To initiate and control adaptive, context-dependent behavior instantaneously the brain needs to process and integrate a barrage of inputs from various sources with extremely high speed and accuracy. These inputs include complex, multimodal sensory cues from the environment, such as the visual scenery, or an odor plume, as well as intrinsic feedback about the animal’s state. Intrinsic feedback is mediated, for example, by ascending neurons which provide information about the state of the locomotor system. In order to generate appropriate behavioral responses to all this information impinging on the brain simultaneously, a relatively small number of descending neurons, which elicit and control locomotion responses, receives input from numerous sensory processing neurons. So far, the neuronal pathways underlying this process and their connectivity patterns remain largely unknown.

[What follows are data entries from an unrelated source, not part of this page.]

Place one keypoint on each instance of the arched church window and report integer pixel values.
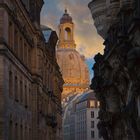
(67, 33)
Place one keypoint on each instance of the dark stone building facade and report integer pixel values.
(30, 80)
(117, 71)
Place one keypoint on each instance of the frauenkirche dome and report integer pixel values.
(72, 65)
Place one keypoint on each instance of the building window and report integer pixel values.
(92, 104)
(98, 104)
(10, 137)
(21, 92)
(26, 97)
(67, 34)
(92, 134)
(92, 114)
(16, 89)
(10, 36)
(10, 84)
(16, 41)
(92, 124)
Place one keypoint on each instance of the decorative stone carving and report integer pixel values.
(116, 79)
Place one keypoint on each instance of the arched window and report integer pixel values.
(67, 34)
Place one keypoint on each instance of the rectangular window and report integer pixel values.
(26, 100)
(98, 104)
(10, 84)
(92, 104)
(92, 114)
(92, 134)
(16, 41)
(10, 36)
(21, 92)
(92, 124)
(16, 89)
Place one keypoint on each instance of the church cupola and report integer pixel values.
(66, 32)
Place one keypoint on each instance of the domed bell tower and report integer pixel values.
(66, 32)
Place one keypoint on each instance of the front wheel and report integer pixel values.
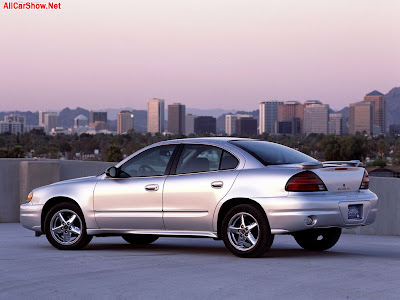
(246, 232)
(318, 239)
(65, 227)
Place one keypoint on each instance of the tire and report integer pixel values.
(245, 231)
(318, 239)
(65, 227)
(140, 239)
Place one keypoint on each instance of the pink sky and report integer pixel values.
(204, 53)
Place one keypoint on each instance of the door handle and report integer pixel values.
(217, 184)
(151, 187)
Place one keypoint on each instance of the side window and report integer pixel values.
(228, 161)
(152, 162)
(204, 158)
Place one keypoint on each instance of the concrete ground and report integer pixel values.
(359, 266)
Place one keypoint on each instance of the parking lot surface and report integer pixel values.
(359, 266)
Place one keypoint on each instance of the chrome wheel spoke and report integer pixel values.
(58, 229)
(75, 230)
(251, 238)
(72, 219)
(242, 221)
(61, 217)
(243, 237)
(241, 241)
(252, 225)
(67, 236)
(234, 230)
(66, 232)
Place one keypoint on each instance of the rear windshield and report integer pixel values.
(271, 153)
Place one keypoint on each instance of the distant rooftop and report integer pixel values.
(375, 93)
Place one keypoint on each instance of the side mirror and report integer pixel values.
(112, 172)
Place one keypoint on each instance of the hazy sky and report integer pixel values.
(204, 53)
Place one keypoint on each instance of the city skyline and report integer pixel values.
(204, 53)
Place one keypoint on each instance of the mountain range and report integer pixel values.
(67, 115)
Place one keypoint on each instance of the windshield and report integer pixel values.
(271, 153)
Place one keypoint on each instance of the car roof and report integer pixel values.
(204, 140)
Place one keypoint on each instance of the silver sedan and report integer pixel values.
(242, 191)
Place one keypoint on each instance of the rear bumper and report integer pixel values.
(289, 214)
(30, 216)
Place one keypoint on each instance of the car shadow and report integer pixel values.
(171, 248)
(216, 248)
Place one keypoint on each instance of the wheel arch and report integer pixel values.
(227, 205)
(51, 203)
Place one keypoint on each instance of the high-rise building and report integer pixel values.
(155, 115)
(15, 118)
(230, 123)
(176, 118)
(360, 118)
(378, 102)
(11, 126)
(335, 124)
(290, 111)
(124, 121)
(51, 121)
(246, 126)
(316, 116)
(80, 121)
(42, 115)
(189, 124)
(205, 125)
(268, 116)
(13, 123)
(97, 116)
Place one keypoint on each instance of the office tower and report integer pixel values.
(176, 118)
(124, 121)
(42, 115)
(378, 102)
(246, 126)
(335, 124)
(293, 112)
(10, 126)
(51, 121)
(155, 115)
(15, 118)
(230, 123)
(268, 116)
(316, 116)
(97, 116)
(288, 127)
(80, 121)
(14, 124)
(360, 118)
(189, 124)
(205, 125)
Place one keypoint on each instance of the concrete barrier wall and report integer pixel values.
(20, 176)
(388, 218)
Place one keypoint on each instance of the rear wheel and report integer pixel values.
(65, 227)
(318, 239)
(140, 239)
(246, 232)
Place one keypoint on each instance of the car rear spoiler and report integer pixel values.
(349, 163)
(342, 163)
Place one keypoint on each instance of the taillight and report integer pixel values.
(365, 183)
(305, 182)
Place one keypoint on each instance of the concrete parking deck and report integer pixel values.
(359, 266)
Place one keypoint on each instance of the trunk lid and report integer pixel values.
(340, 179)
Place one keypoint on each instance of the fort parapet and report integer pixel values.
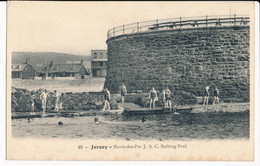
(184, 58)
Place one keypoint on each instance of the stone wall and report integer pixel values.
(185, 60)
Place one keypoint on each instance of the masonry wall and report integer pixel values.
(184, 60)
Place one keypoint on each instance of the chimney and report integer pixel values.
(28, 61)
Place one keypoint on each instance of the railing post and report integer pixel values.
(235, 19)
(180, 22)
(114, 32)
(206, 20)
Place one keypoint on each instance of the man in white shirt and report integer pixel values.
(206, 96)
(43, 98)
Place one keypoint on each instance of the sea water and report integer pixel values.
(159, 127)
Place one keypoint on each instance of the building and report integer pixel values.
(86, 63)
(67, 70)
(24, 71)
(99, 63)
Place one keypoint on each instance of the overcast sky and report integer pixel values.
(78, 27)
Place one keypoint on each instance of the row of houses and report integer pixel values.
(29, 71)
(98, 62)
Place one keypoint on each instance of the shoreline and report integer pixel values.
(221, 108)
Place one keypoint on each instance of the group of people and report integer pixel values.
(153, 96)
(166, 96)
(44, 97)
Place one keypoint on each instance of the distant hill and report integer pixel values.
(42, 57)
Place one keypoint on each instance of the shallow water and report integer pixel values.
(161, 127)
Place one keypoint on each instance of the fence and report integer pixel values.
(178, 23)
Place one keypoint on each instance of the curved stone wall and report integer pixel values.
(185, 60)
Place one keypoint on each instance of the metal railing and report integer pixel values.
(178, 23)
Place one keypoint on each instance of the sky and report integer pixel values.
(78, 27)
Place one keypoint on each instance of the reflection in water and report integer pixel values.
(159, 127)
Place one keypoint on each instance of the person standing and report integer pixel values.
(216, 94)
(43, 98)
(32, 102)
(168, 97)
(153, 97)
(206, 96)
(122, 92)
(107, 98)
(56, 99)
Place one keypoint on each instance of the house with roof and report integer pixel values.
(99, 60)
(24, 71)
(67, 70)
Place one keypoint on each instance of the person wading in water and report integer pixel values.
(43, 98)
(56, 98)
(153, 97)
(206, 97)
(122, 92)
(33, 102)
(168, 97)
(216, 94)
(107, 98)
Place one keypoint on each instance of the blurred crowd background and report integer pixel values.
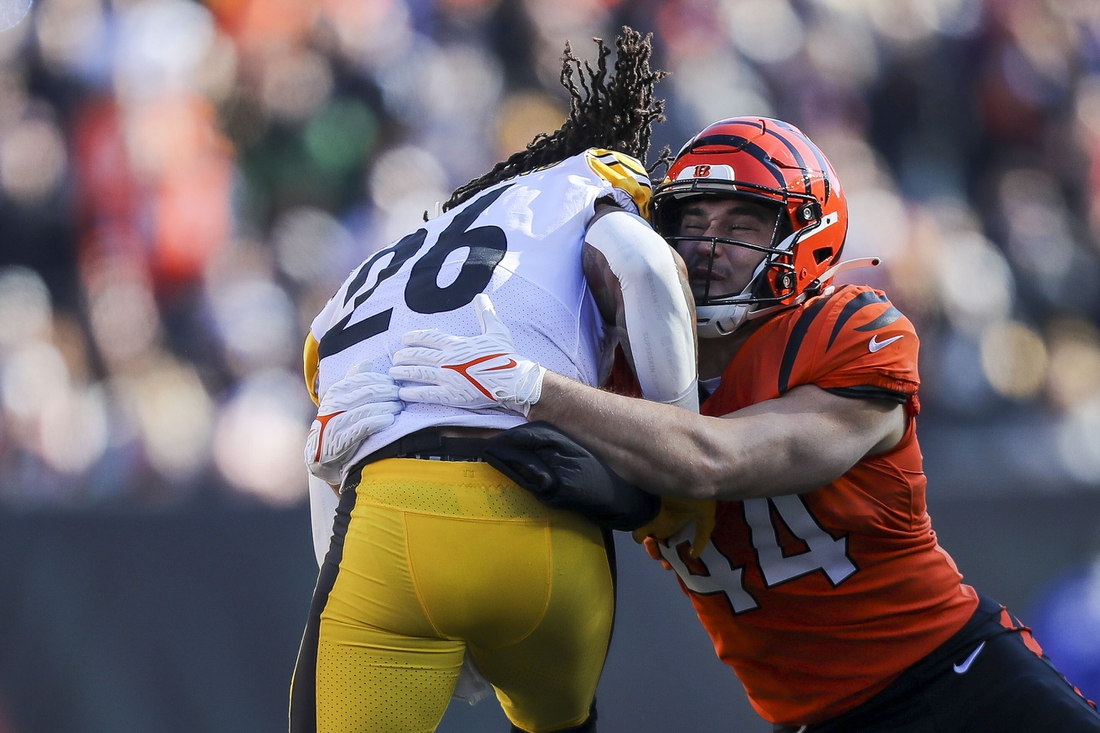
(183, 185)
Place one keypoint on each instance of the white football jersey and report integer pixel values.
(519, 241)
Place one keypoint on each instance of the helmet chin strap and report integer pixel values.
(717, 321)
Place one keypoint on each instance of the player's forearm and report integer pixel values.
(660, 448)
(773, 448)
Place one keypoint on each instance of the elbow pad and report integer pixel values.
(658, 317)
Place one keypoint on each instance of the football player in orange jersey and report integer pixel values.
(823, 586)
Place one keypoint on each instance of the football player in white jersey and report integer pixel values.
(436, 557)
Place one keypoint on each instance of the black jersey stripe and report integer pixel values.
(857, 304)
(794, 342)
(887, 317)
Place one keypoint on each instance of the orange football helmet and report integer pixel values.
(770, 162)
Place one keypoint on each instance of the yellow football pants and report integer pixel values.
(432, 559)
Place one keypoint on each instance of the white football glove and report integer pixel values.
(351, 411)
(473, 372)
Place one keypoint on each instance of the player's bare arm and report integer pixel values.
(790, 445)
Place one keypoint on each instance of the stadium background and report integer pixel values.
(183, 186)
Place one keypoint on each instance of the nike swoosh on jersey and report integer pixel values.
(875, 345)
(960, 669)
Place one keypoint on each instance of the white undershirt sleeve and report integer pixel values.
(658, 316)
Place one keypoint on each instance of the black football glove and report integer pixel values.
(563, 474)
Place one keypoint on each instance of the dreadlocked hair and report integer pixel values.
(614, 112)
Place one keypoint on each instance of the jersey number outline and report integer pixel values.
(422, 294)
(825, 553)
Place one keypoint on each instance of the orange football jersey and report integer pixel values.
(821, 600)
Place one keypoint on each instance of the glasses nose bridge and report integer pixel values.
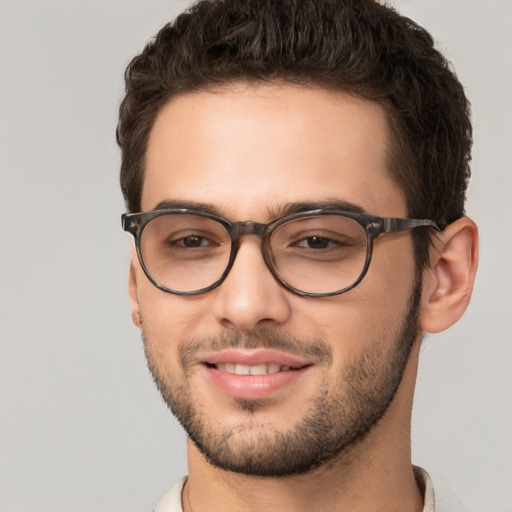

Therefore, Martina’s main research interest lies in the neuronal translation of sensory input to behavioral output, in particular in internal feedback loops that enable state-dependent responses of the system. By combining visual stimulation with two-photon calcium imaging in behaving fruit flies and optogenetic manipulation techniques, Martina is investigating the neuronal processes in populations of neurons that are involved in multimodal integration. In addition to imaging populations of neurons, she acquires data on the single cell level via patch clamp recordings. Comparing findings from single cells to population data will help us understand the neuronal processes underlying context-dependent action selection.
Martina holds a BSc. in Biology and an MSc. in Organismic Biology from the University of Marburg. As a PhD student, she moved to Würzburg with the lab of Keram Pfeiffer, where she worked in the Department for neuroethology. During her PhD, Martina spent 10 months at HHMI’s Janelia Research Campus as a visiting scientist. She earned her PhD in neurobiology from the University of Marburg with her thesis focusing on anatomical and physiological investigations of the sky-compass system in honeybees and desert locusts.